Q: Is there anything that you would like to highlight?
A: One of the research areas that my lab, the STAR Lab is looking into is ways in which we can develop these technologies that I’ve talked about, whether they be navigation technologies, or control technologies, or payload remote sensing technologies, we need to find ways to test them and verify them in inexpensive ways, but also making sure that we’re retaining the reliability that we need for these space systems to actually work in space. One of the ways that we’re doing that is using drones as a stand-in for spacecraft dynamics and really space delivery methods.

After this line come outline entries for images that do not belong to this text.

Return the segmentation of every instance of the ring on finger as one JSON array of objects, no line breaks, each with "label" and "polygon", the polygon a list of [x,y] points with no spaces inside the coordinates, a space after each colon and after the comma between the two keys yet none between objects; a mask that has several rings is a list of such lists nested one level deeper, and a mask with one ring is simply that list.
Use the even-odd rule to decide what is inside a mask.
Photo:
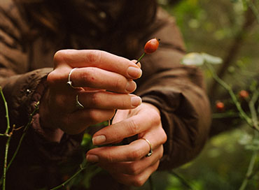
[{"label": "ring on finger", "polygon": [[151,143],[150,142],[149,142],[148,140],[147,140],[146,138],[141,138],[140,139],[143,139],[143,140],[145,140],[146,142],[148,142],[148,145],[149,145],[149,147],[150,147],[150,149],[149,149],[149,152],[146,155],[146,157],[149,157],[150,156],[152,155],[153,154],[153,149],[152,149],[152,145],[151,145]]},{"label": "ring on finger", "polygon": [[66,82],[66,84],[73,89],[77,89],[77,87],[72,85],[72,81],[71,80],[71,75],[72,75],[73,71],[75,71],[76,68],[76,68],[76,67],[74,68],[71,69],[71,71],[70,71],[69,74],[69,77],[67,78],[67,82]]},{"label": "ring on finger", "polygon": [[76,96],[76,107],[79,110],[83,110],[83,108],[85,108],[83,104],[80,103],[78,101],[78,94],[77,94]]}]

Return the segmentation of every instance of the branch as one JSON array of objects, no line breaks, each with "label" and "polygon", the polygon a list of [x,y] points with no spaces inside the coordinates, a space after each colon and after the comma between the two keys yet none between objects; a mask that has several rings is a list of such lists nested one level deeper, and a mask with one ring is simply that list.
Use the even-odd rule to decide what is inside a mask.
[{"label": "branch", "polygon": [[80,169],[74,175],[73,175],[69,180],[67,180],[66,182],[64,182],[62,184],[51,189],[50,190],[57,190],[57,189],[59,189],[61,188],[63,188],[64,187],[65,187],[65,185],[66,185],[71,180],[72,180],[74,178],[75,178],[79,173],[80,173],[85,168],[86,168],[86,166],[83,167],[82,165],[80,165]]},{"label": "branch", "polygon": [[225,88],[230,95],[232,100],[233,101],[234,105],[237,110],[239,112],[239,116],[241,119],[244,119],[246,123],[253,129],[255,129],[259,131],[258,127],[254,126],[252,119],[246,114],[246,112],[243,110],[242,108],[241,107],[240,103],[237,101],[236,96],[234,95],[234,92],[232,91],[232,88],[230,85],[228,85],[226,82],[225,82],[223,80],[221,80],[218,75],[215,73],[214,68],[212,66],[208,63],[205,62],[205,65],[209,68],[209,71],[211,72],[213,78],[220,84],[223,88]]},{"label": "branch", "polygon": [[[1,96],[2,96],[4,107],[6,108],[6,122],[7,122],[7,128],[6,130],[5,135],[7,136],[9,133],[10,130],[10,120],[9,120],[9,115],[8,115],[8,108],[7,106],[7,102],[6,101],[6,98],[4,97],[2,88],[0,87],[0,93]],[[4,171],[3,171],[3,190],[6,189],[6,168],[7,168],[7,157],[8,154],[8,149],[9,149],[9,144],[11,136],[10,135],[7,139],[6,144],[6,151],[4,154]]]}]

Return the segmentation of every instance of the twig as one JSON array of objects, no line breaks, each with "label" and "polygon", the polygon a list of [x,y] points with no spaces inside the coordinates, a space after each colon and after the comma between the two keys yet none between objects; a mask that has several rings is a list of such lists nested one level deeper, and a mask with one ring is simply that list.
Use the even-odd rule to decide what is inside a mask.
[{"label": "twig", "polygon": [[6,108],[6,117],[7,127],[6,127],[5,133],[8,134],[10,130],[10,119],[9,119],[9,114],[8,114],[8,108],[7,106],[7,102],[6,101],[6,98],[4,97],[1,87],[0,87],[0,93],[1,93],[1,96],[2,96],[2,99],[4,101],[4,107]]},{"label": "twig", "polygon": [[247,3],[248,4],[249,8],[252,10],[253,14],[255,15],[257,22],[259,24],[259,11],[257,10],[255,4],[251,2],[251,1],[248,1]]},{"label": "twig", "polygon": [[15,153],[13,154],[13,157],[12,159],[10,159],[8,166],[7,166],[7,168],[6,170],[8,170],[10,166],[10,164],[13,163],[13,161],[14,160],[14,159],[15,158],[16,155],[17,155],[17,153],[18,152],[19,149],[20,149],[20,147],[21,146],[21,144],[22,144],[22,142],[23,140],[23,138],[24,138],[25,135],[26,135],[26,133],[28,130],[28,128],[29,126],[31,125],[31,122],[32,122],[32,117],[37,112],[37,111],[38,110],[38,105],[39,105],[39,102],[37,102],[36,104],[35,104],[35,109],[32,112],[32,113],[30,114],[29,115],[29,122],[27,123],[27,124],[26,125],[24,129],[23,130],[23,133],[22,133],[22,137],[20,139],[20,141],[19,141],[19,144],[15,149]]},{"label": "twig", "polygon": [[64,182],[62,184],[51,189],[50,190],[57,190],[57,189],[59,189],[60,188],[62,188],[62,187],[65,187],[66,184],[67,184],[74,178],[75,178],[79,173],[80,173],[85,168],[86,168],[86,166],[83,167],[82,165],[80,165],[80,169],[74,175],[73,175],[69,180],[67,180],[66,182]]},{"label": "twig", "polygon": [[[258,128],[258,117],[257,117],[256,110],[255,108],[255,103],[256,103],[258,98],[258,96],[259,96],[259,92],[258,90],[255,90],[253,94],[253,96],[249,101],[249,108],[250,108],[250,111],[251,113],[252,122],[255,129]],[[257,138],[258,138],[258,132],[255,131],[254,133],[255,133],[254,139],[257,140]],[[258,152],[258,151],[257,149],[254,150],[253,152],[253,155],[252,155],[252,157],[251,158],[249,166],[247,169],[246,177],[243,180],[243,182],[239,188],[239,190],[245,189],[248,182],[248,180],[251,179],[251,177],[253,175],[253,168],[254,168],[255,163],[256,161]]]},{"label": "twig", "polygon": [[239,188],[239,190],[244,190],[247,184],[248,184],[248,180],[250,180],[250,177],[251,177],[251,175],[252,174],[253,169],[253,167],[254,167],[254,165],[255,165],[255,163],[257,154],[258,154],[257,150],[255,150],[253,153],[252,157],[250,160],[247,172],[246,172],[246,178],[243,180],[243,182],[242,182],[242,184],[241,184],[241,185]]},{"label": "twig", "polygon": [[[9,133],[10,130],[10,120],[9,120],[9,115],[8,115],[8,108],[7,105],[7,102],[6,101],[6,98],[4,97],[2,88],[0,87],[0,93],[1,96],[2,96],[4,107],[6,108],[6,122],[7,122],[7,127],[6,130],[6,136],[7,136]],[[8,154],[8,149],[9,149],[9,144],[11,136],[9,136],[8,137],[6,144],[6,151],[5,151],[5,155],[4,155],[4,171],[3,171],[3,190],[6,189],[6,168],[7,168],[7,157]]]},{"label": "twig", "polygon": [[205,63],[205,65],[207,66],[209,71],[211,72],[213,78],[228,92],[229,94],[230,95],[230,97],[231,97],[232,100],[233,101],[234,105],[236,105],[236,108],[237,108],[237,110],[239,112],[240,117],[244,119],[250,126],[251,126],[253,129],[255,129],[257,131],[259,131],[258,127],[253,125],[253,124],[252,122],[252,119],[243,110],[242,108],[241,107],[240,103],[237,101],[237,98],[236,96],[234,95],[234,93],[232,91],[230,86],[228,85],[226,82],[225,82],[225,81],[221,80],[218,76],[218,75],[214,71],[214,68],[212,67],[212,66],[210,64]]},{"label": "twig", "polygon": [[194,189],[193,187],[192,187],[192,186],[189,184],[189,182],[187,182],[186,180],[184,179],[183,177],[180,176],[178,174],[176,173],[174,171],[170,171],[170,173],[174,175],[176,177],[177,177],[186,187],[190,190]]}]

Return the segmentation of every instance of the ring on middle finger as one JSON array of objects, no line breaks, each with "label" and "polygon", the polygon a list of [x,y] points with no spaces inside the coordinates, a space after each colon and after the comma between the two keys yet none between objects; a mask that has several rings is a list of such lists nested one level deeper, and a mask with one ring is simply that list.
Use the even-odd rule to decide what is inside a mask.
[{"label": "ring on middle finger", "polygon": [[80,103],[78,101],[78,94],[77,94],[76,96],[76,107],[78,110],[83,110],[83,108],[85,108],[83,105],[82,103]]}]

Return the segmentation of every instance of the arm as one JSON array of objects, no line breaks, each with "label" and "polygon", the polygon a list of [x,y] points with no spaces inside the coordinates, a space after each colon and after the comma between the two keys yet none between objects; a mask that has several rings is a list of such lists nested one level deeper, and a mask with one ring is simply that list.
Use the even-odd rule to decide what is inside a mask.
[{"label": "arm", "polygon": [[[102,147],[87,154],[88,161],[98,162],[129,185],[142,185],[158,167],[174,168],[192,159],[209,130],[210,107],[201,72],[180,64],[184,55],[180,34],[171,17],[165,16],[164,21],[162,17],[162,27],[153,34],[161,39],[161,45],[141,61],[143,75],[136,81],[136,94],[143,103],[133,110],[118,110],[113,125],[97,132],[93,142],[105,145],[136,137],[127,145]],[[148,158],[148,145],[141,138],[154,148]]]}]

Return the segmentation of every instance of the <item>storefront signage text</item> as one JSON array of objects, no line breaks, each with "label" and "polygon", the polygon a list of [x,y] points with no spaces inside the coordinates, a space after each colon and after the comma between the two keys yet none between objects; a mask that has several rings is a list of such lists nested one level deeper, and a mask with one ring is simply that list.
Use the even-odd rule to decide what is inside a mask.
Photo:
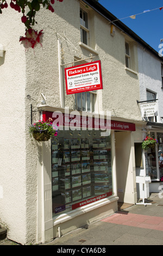
[{"label": "storefront signage text", "polygon": [[65,75],[67,94],[103,89],[100,60],[67,68]]}]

I mentioned before that we were planning on using drones to test payloads for Arctic sat. We’re using drones for lots of different things in our lab. To that end, we’re expanding the STAR Lab now to include some drone test areas. We have one right now near the airport in a large warehouse, where we’ve instrumented it with some of the world’s best motion tracking cameras, thanks to a really fantastic grant from Prairie Can. This is allowing us to evaluate space technologies, remote sensing technologies, but also other drone technologies that are helping society, function better, like using drones to inspect bridges, or monitor construction projects, or to deploy temporary cellular infrastructure. This is a really exciting project, the facility is called the drone zone that we’ve set up and we’re looking to expand it to a larger facility called drone dome in the near future.
this intersection between satellites and drones is, I think is a important one. We’ve already seen the work that’s happening by the jet propulsion laboratory with the ingenuity drone that’s flying around with the Perseverance rover on Mars. My colleagues and I really see this as a huge opportunity to leverage these multi scale observations where you have spacecraft overseeing a larger area drone that maybe we get a more focused look at some other area and then maybe a little rover on the ground that gets an extremely close-up view or maybe a physical sample of something. This drone zone that we have over near the airport and the future drone dome facility that really moving us in that direction.